We think that allowing whaling on a commercial basis but deminishing over time is a good solution. About 30 years would be good.

Some points to remember...

Point 1 - the Japanese have a legal right to go whaling

Point 2 - the Japanese are indigenous whale hunters
Point 3 - many of the whale species can be harvested sustainably.
Point 4 - Westerners see Whales as the sacred cows of the sea.
Point 5 - some species that the Japanese harvest may benefit from a harvest moritorium
Point 6 - We like trading with the Japanese
Point 7 - The whales would be the ultimate beneficiaries of a solution.

So we reckon that Sir Geoffrey needs another knighthood if he can pull this off.

Go the whalers!

Note the picture is of bowhead whale harvest in Alaska.. Where it is legal and politicians there support the indigenous harvest.

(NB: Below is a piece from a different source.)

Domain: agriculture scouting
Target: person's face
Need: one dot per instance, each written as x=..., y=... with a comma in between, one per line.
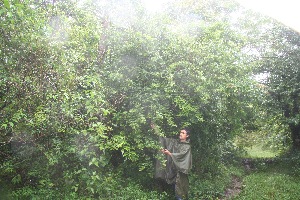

And a very rational point of view from economist Brent Wheeler - Here

And NOT PC has a question about prioritisation of endangered species here


Anonymous said...

I am surprised to hear that it is illegal to harvest whales in Alaska. I visited Barrow, Alaska (pop. about 4500) about eight years ago, at the time that there was a worldwide moratorium on whaling, brought about by the Japanese who claimed that if they could not take whales, then no one else should either. The local Inupiat, natives of the area, were perplexed by this state of affairs, as they are a truly subsistence living race of people. Barrow, which is the northernmost settlement on the American continent and 300 miles north of the Arctic Circle, can only be reached by air, by sea for a very short window of opportunity, or on foot across the tundra. It is a very long way from anywhere else in Alaska, and there are no roads in. Before air transport, the Inupiats lived solely on caribou, polar bear,seals,fish (none in plentiful supply), and bow head whales, which swim past Barrow in that same brief window that a handful of ships now use. To deny the Inupiats this vital food source is ridiculous in the extreme. If it is illegal to take whales (and here we are talking low single figures), then it is a very sensible and compassionate Government which chooses to look the other way. The winters in Barrow are very long and food storage critical.


euminedes said...

thanks anon - it was a typo

Johnno said...

"Point 2 - The Japanese are indigenous whale hunters."

I had no idea the Japanese are indigenous to the Sub-Antarctic.